Competition gives students glimpse of industry’s computer software engineering challenges
ASU computer systems engineering students Larry Hunt (left) and Steven Caporaso took a first-place prize in a recent computer software testing competition. Photo: Jessica Slater/ASU
Posted December 11. 2012
Three years ago a job-recruiting event at Arizona State University attracted an executive and an engineer with the Progressive company – one of the largest auto insurers in the United States – who came in search of students skilled in computer software testing.
“At the time we were working to restructure our software engineering courses and strengthen the software engineering concentration” within the computer science curriculum, says professor Yann -Hang Lee.
Lee is chair of the computer science and engineering program for the School of Computing, Informatics, and Decision Systems Engineering, one of ASU’s Ira A. Fulton Schools of Engineering.
With an ever-growing amount of data and web-based operations to manage, software expertise “is the backbone of Progressive’s business. They use some of the most advanced web software services,” Lee says.
So with a common interest in seeing more students acquire advanced education in the software field, Lee and his colleagues teamed with Progressive representatives to develop a new upper-level software quality assurance and testing course.
The collaboration has led to Progressive sponsoring software engineering workshops and computer programming competitions for ASU students, as well as supporting activities of student organization in recent years.
Over that time the company has hired several ASU computer science and engineering students for internships and full-time software engineering jobs.
The most recent joint effort with Progressive arose from a Software Testing Summit conducted by the company and attended by James Collofello, associate dean of Academic and Student Affairs for the engineering schools, and computer science and engineering lecturer Janaka Balasooriya.
Discussion at the gathering focused on how software testing practices that meet industry expectations could be incorporated into computer science and computer systems engineering curriculum.
Collefello proposed the idea of a student software testing contest as a step in that direction. Balasooriya worked with Progressive to organize it.
It pitted a select group of ASU engineering students in two-person teams against each other in a software testing competition. Of almost 60 students who applied to participate, 26 were chosen – making up 10 teams of undergraduate students and three teams of graduate students.
They were given about an hour to demonstrate skills at identifying bugs and potential problems in computer programs, testing the validation logic in numbers sequences and finding defects in the visual user-interface features on a web page.
Students Larry Hunt and Steven Caporaso took the first-place prize of $250 in the undergraduate division.
Winning the competition “was a confidence-building experience,” Hunt said, and it gave him and Caporosa a good gauge of their skills compared to fellow students, as well as a better understanding of the level of expertise the software industry is demanding of its workforce.
The prize – a $250 electronics-store gift card – was also a motivation, they added.
A second-place undergraduate prize worth $125 went to David Taylor and James Huffman. Makram Jazrawi and Qingyun Li won a $75-value third-place prize. Marthony Tagunod and Beejal Shah, and the team of Mark Dickinson and Jakob Booker earned $50-value prizes.

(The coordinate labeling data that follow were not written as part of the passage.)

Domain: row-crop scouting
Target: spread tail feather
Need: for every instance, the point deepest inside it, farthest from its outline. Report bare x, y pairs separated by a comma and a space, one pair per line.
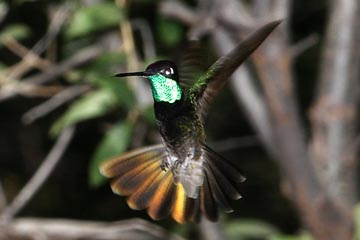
138, 175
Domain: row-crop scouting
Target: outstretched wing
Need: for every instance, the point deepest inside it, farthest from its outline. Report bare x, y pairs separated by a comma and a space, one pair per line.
208, 85
138, 175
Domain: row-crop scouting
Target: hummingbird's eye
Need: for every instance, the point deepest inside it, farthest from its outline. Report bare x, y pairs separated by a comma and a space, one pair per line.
168, 71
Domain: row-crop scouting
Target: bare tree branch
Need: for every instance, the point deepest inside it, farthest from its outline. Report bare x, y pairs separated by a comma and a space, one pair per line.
54, 102
245, 91
51, 73
334, 116
41, 175
303, 45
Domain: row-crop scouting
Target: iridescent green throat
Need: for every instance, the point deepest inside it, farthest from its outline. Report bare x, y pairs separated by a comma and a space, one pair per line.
164, 89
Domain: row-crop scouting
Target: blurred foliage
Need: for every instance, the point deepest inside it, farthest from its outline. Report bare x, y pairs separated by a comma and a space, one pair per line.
110, 97
14, 31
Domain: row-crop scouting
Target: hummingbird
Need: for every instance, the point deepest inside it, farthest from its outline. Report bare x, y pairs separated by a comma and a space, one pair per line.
182, 177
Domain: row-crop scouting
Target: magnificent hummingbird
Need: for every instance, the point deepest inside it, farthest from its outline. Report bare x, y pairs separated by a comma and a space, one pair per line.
182, 177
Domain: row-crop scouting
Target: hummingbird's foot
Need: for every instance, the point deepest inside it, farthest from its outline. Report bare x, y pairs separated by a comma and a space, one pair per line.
165, 166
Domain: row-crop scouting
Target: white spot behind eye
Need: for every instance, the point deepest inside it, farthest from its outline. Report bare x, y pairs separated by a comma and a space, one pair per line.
169, 71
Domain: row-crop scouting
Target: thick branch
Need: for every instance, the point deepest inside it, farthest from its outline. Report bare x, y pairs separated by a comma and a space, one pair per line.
334, 116
41, 175
245, 91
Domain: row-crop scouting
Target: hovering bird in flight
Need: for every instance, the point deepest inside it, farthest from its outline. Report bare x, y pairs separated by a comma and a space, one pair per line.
182, 176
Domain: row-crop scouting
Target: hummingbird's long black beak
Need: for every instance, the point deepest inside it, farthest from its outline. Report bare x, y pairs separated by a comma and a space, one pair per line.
139, 74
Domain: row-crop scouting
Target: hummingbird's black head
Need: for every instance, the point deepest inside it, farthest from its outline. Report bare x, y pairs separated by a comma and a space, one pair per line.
164, 80
164, 67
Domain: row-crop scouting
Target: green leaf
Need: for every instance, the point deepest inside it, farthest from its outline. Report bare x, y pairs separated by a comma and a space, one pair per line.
17, 31
100, 73
170, 32
304, 236
94, 18
249, 229
91, 105
115, 142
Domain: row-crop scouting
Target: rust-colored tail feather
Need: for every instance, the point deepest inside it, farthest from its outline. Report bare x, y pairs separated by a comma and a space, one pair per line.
138, 175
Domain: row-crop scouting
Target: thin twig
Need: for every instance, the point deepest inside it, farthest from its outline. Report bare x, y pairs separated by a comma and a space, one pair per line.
39, 178
84, 56
54, 102
147, 38
335, 113
3, 201
53, 29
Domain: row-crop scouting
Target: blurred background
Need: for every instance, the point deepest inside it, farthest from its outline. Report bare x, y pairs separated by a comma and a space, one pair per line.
288, 118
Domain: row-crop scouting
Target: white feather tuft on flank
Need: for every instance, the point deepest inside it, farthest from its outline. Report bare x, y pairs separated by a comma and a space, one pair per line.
191, 175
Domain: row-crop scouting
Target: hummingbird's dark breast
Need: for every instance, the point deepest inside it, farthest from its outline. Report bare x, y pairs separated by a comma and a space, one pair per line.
181, 129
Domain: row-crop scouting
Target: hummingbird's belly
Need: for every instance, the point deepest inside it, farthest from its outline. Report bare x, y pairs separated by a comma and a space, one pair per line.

The $250-value graduate student competition prize was won by Abhilash Karanam and Deepthi Jyothi.
Karanam said being challenged to find solutions to computer software problems they had never before encountered while working under the time pressure of a competition “was an interesting way for us to assess our skill levels. It taught us to think about problems and solutions in different ways.”

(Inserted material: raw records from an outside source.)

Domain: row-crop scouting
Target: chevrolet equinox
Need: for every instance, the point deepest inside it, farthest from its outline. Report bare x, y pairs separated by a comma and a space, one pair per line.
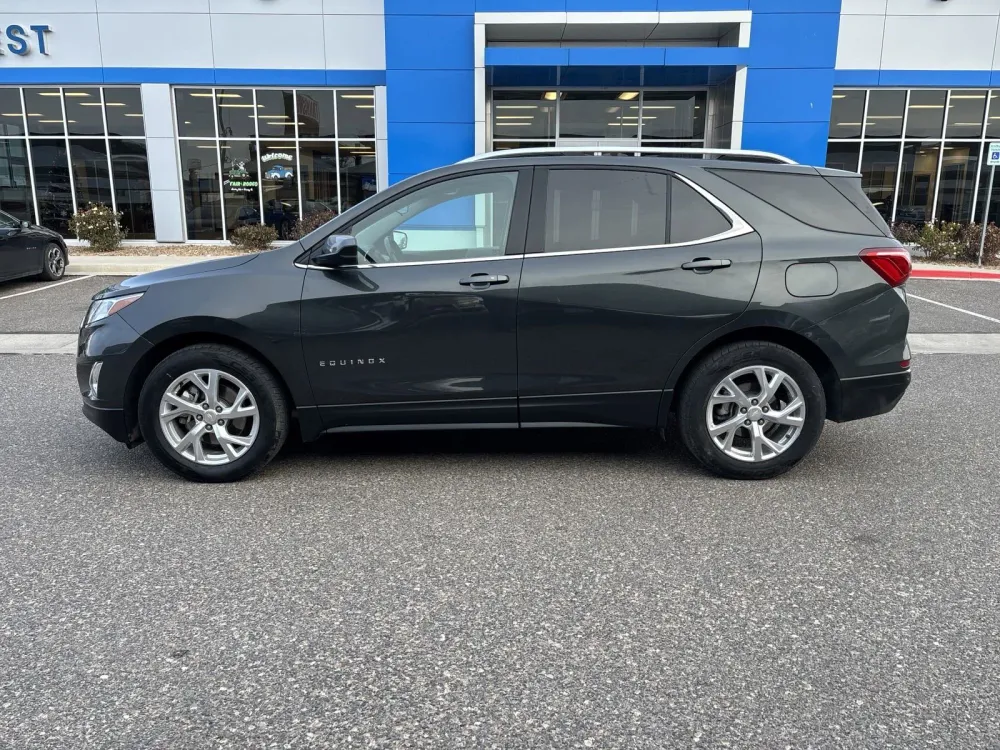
745, 298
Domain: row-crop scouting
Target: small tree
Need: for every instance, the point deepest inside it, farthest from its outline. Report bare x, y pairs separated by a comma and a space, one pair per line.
312, 221
100, 226
253, 238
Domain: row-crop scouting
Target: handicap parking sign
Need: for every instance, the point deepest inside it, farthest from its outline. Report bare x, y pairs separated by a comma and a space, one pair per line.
994, 155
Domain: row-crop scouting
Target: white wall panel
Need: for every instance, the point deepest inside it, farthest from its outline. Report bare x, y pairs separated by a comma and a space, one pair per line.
863, 7
73, 42
939, 42
46, 6
355, 42
241, 41
938, 8
162, 154
156, 40
860, 44
287, 7
354, 7
152, 6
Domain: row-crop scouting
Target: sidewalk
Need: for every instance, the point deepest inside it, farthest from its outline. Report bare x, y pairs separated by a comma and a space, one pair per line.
127, 265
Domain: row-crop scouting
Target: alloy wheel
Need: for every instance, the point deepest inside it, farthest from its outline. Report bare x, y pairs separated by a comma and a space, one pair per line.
209, 417
755, 413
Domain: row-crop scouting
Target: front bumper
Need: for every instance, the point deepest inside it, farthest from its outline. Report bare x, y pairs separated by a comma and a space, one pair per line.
869, 396
115, 343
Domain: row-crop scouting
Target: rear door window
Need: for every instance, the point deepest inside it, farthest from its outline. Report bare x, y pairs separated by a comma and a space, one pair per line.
595, 209
692, 217
808, 198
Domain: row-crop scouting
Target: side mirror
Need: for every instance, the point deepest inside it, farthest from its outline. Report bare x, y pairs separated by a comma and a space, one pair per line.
337, 250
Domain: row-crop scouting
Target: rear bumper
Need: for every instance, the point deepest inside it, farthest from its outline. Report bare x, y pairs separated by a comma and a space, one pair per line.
869, 396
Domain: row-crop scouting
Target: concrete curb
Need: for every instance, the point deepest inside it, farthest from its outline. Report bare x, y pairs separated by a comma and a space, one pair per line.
128, 265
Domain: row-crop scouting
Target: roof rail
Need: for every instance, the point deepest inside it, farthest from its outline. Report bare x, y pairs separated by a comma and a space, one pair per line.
719, 153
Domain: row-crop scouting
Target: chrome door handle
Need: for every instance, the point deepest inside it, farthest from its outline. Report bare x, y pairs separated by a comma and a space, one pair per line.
481, 280
705, 265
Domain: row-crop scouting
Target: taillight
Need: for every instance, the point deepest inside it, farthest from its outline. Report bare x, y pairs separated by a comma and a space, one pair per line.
891, 263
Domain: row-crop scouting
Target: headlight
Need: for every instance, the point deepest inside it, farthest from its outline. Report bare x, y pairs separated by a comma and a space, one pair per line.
102, 308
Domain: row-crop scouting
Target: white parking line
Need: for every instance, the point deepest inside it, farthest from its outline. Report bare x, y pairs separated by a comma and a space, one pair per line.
954, 343
37, 343
956, 309
47, 286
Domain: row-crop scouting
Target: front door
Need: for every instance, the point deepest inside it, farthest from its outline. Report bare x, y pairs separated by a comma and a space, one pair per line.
423, 330
618, 283
19, 251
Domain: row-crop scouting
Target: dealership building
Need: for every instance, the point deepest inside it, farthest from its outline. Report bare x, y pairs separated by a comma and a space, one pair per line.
194, 117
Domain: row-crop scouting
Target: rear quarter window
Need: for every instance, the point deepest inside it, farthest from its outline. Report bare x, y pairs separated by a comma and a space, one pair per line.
807, 198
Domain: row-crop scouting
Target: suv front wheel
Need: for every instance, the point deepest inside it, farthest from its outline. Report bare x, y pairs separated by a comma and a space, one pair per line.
751, 410
213, 413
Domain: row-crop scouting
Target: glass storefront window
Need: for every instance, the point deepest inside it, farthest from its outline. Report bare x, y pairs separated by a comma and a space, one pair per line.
672, 115
52, 186
123, 110
15, 180
318, 164
307, 155
916, 186
44, 113
240, 183
91, 176
84, 113
524, 114
279, 169
202, 196
195, 113
236, 113
885, 114
847, 115
598, 114
925, 115
130, 178
937, 161
965, 114
879, 165
357, 173
316, 113
843, 156
355, 114
275, 113
11, 112
959, 168
71, 151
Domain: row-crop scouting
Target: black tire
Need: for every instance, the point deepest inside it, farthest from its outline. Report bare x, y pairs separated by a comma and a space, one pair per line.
700, 385
272, 405
53, 271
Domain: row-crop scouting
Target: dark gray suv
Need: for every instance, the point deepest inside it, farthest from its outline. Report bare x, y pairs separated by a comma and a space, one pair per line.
749, 298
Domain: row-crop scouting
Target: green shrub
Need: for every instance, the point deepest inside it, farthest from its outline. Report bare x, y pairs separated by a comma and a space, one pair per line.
945, 241
312, 221
100, 226
253, 238
908, 234
991, 248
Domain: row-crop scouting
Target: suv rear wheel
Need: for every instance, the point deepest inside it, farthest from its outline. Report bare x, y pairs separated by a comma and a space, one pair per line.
751, 410
213, 413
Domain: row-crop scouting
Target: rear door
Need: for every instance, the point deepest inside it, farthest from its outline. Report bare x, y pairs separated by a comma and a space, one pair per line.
625, 269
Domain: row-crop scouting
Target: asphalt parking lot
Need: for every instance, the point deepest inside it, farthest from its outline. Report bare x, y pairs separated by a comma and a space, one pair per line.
576, 589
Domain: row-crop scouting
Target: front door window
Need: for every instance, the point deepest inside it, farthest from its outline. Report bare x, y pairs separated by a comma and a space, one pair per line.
465, 217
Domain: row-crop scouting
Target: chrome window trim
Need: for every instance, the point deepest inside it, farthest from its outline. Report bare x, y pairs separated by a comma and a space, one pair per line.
738, 229
488, 258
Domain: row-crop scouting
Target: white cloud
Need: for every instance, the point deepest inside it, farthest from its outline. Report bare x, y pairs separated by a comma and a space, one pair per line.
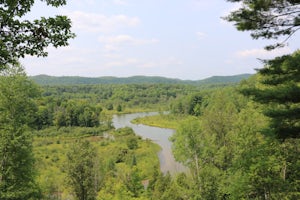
162, 63
93, 22
113, 43
262, 53
200, 35
122, 63
120, 2
225, 13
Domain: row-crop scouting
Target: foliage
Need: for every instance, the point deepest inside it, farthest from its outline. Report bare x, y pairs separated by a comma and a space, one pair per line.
71, 80
23, 37
267, 19
17, 107
278, 90
80, 168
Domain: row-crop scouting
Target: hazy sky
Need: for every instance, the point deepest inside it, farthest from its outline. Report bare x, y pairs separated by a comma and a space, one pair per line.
184, 39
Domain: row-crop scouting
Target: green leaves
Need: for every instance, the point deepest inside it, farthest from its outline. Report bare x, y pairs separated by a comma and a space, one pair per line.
267, 19
278, 90
20, 38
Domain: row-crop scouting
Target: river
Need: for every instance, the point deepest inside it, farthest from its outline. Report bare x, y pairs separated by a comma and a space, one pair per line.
157, 135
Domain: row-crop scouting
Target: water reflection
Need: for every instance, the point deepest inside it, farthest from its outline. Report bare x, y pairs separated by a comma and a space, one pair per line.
157, 135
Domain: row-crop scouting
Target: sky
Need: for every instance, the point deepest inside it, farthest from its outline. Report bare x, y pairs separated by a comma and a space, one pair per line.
185, 39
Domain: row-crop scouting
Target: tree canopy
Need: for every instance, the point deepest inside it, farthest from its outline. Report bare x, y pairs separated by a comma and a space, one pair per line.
268, 19
20, 37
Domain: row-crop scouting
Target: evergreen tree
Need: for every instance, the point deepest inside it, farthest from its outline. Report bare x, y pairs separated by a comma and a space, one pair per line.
278, 90
267, 19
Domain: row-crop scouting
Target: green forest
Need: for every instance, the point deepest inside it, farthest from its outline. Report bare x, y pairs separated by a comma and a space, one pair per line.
237, 139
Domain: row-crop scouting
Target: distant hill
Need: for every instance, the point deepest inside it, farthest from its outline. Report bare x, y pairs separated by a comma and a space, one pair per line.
75, 80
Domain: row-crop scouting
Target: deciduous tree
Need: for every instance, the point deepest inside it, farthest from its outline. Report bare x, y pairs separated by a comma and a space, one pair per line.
20, 37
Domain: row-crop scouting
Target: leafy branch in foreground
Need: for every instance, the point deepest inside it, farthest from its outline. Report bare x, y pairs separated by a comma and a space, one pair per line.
267, 19
20, 37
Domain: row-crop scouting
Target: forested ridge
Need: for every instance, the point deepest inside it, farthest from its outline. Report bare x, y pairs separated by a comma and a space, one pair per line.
238, 141
75, 80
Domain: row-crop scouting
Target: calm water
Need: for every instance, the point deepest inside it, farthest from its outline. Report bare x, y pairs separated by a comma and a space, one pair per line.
157, 135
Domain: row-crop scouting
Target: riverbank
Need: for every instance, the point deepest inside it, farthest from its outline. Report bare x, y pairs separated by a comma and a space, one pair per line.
161, 120
159, 136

The teams “showed a lot of energy and enthusiasm in performing the tests, and most of them were successful in finding the major bugs by applying their computer science, math and problem-solving skills,” Balasooriya said.
Students got a good perspective on the kinds of complex challenges being faced in today’s fast-changing software field, Balasooriya said, and the competition “helped them to learn about the level of expertise they must acquire” to compete for jobs in the computing and software industries.